Last week, Jingnan showed the difficulties that arise in computers due to their inability to perceive as humans do. This can cause a lot of frustration because as a computer user, sometimes what I want from a computer seems so obvious to me, yet it is, in fact, next to impossible for the computer to perceive that. But while Jingnan was referring to recognizing ants as blobs to track in a video, my frustration is with computers recognizing different species of plants in a photo.
I can’t get too upset by this though, because the thing that fuels my frustration is also what drives my passion for biology, and that is the amazing diversity of life we have on this planet. It is incredible that in this exhausting and difficult climate of southern California (coming from a Seattle-ite), the plants that have survived and thrived can be so different in color, shape, size, flowering patterns, etc., even when faced with the same obstacles! I love how nature and evolution somehow came up with a bunch of different solutions to one problem.

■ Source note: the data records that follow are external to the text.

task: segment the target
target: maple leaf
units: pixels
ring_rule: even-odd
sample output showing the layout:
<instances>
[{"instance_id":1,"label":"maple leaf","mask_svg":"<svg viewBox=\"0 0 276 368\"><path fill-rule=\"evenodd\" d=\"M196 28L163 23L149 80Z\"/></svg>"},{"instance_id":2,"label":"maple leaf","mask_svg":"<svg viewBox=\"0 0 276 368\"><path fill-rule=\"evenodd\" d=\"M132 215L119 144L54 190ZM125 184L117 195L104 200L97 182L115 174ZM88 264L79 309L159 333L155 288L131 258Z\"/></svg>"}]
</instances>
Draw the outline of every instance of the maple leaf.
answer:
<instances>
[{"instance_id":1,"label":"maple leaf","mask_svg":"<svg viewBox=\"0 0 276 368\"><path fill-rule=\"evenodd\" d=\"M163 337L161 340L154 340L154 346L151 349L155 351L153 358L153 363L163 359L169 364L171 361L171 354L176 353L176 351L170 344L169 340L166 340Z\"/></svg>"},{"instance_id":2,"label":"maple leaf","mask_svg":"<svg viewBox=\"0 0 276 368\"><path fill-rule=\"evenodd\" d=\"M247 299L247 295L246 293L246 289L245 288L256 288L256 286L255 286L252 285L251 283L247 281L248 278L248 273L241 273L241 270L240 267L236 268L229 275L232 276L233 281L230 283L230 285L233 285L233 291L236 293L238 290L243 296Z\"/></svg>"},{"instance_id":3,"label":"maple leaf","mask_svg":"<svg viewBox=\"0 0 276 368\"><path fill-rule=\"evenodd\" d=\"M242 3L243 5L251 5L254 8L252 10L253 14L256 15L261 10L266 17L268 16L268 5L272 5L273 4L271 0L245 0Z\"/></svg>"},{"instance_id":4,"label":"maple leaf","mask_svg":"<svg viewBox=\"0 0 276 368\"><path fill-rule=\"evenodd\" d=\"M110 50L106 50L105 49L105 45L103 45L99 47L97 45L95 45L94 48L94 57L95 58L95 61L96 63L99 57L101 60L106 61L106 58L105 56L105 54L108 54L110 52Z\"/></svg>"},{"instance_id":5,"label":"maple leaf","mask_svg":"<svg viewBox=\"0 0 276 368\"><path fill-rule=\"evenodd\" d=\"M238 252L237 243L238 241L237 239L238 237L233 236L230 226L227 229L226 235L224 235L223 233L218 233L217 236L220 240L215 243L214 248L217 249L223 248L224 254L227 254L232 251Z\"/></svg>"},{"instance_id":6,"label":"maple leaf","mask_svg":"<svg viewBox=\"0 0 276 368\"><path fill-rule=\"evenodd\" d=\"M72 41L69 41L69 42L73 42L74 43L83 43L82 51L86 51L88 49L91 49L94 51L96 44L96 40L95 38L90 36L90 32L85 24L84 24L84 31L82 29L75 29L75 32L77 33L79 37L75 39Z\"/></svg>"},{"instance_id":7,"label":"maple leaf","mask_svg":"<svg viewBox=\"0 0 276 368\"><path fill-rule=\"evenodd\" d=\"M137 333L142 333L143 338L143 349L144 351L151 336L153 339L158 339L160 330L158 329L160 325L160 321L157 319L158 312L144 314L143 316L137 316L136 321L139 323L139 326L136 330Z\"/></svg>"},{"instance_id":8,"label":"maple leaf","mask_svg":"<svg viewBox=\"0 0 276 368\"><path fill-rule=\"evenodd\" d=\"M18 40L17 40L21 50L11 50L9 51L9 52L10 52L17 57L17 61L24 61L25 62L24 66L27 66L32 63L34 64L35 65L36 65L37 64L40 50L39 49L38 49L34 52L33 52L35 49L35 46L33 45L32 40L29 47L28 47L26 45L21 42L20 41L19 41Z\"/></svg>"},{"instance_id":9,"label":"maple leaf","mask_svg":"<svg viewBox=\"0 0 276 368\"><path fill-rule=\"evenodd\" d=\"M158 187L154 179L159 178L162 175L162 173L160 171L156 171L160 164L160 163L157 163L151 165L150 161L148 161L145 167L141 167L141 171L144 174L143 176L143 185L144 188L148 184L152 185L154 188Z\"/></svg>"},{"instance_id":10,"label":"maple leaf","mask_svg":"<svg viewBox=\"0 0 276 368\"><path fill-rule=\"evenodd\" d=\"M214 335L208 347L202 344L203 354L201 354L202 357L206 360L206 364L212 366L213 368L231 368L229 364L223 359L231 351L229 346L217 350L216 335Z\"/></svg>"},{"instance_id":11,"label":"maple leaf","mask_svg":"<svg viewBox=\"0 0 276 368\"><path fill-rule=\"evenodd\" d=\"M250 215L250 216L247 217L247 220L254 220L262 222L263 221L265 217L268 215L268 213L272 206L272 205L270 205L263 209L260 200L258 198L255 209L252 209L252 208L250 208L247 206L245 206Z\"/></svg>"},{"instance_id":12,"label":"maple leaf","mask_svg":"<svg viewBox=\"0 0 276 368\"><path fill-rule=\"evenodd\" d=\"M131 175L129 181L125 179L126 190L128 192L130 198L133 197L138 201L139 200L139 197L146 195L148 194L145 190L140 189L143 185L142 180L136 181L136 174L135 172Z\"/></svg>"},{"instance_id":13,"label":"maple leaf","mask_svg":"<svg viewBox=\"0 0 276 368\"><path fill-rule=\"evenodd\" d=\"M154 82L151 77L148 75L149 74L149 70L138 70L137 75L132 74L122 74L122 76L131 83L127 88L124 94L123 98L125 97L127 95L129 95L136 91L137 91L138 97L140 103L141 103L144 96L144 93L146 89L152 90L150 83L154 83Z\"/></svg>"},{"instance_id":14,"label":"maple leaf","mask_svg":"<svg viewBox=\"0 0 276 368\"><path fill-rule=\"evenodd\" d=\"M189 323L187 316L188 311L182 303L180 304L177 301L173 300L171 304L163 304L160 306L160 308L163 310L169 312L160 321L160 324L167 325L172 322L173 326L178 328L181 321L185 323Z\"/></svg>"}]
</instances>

But no matter my love for the biodiversity on this earth, I still find myself frustrated, because somehow I have to teach a computer how to tell all of these amazing plants apart. For example, when looking at Figure 1, I can clearly see many types of plants based on the varying shades of green of their foliage and the presence of flowers. Yet when we run our machine learning algorithms on this photo, the results are not very satisfying, as the computer clearly doesn’t recognize these plants as different. As Cassie said in her October 20th post, these algorithms are good at distinguishing flower from non-flower, but not distinct species within what is classified as “flower.”
Figure 1. A sample picture in the field station taken by a drone
The way I approach this problem is from a human standpoint: how would I recognize these different plants, and how can I translate that into computer speak? Well first of all, I recognize the color of the leaves, the general shape of the plant, and the dispersal of the leaves or flowers. For example, the color of the bush outlined in the bottom right corner are not the same shade of green as the bush in the outlined in the upper left corner, nor are the branches/leaves as dense. In computer speak, the average color values for each pixel in the upper left corner bush are:
Red: 129.77
Blue: 123.88
Green: 116.65
Whereas those values for the lower right bush are:
Red: 109.44
Blue: 90.16
Green: 103.95
You can see this in our Machine Learning algorithm, as one descriptor used to train the model is the average color over an area (this would get us the shade of green) and another descriptor is the variance of the color over the area (this would tell us how dispersed the plant’s leaves and/or flowers are).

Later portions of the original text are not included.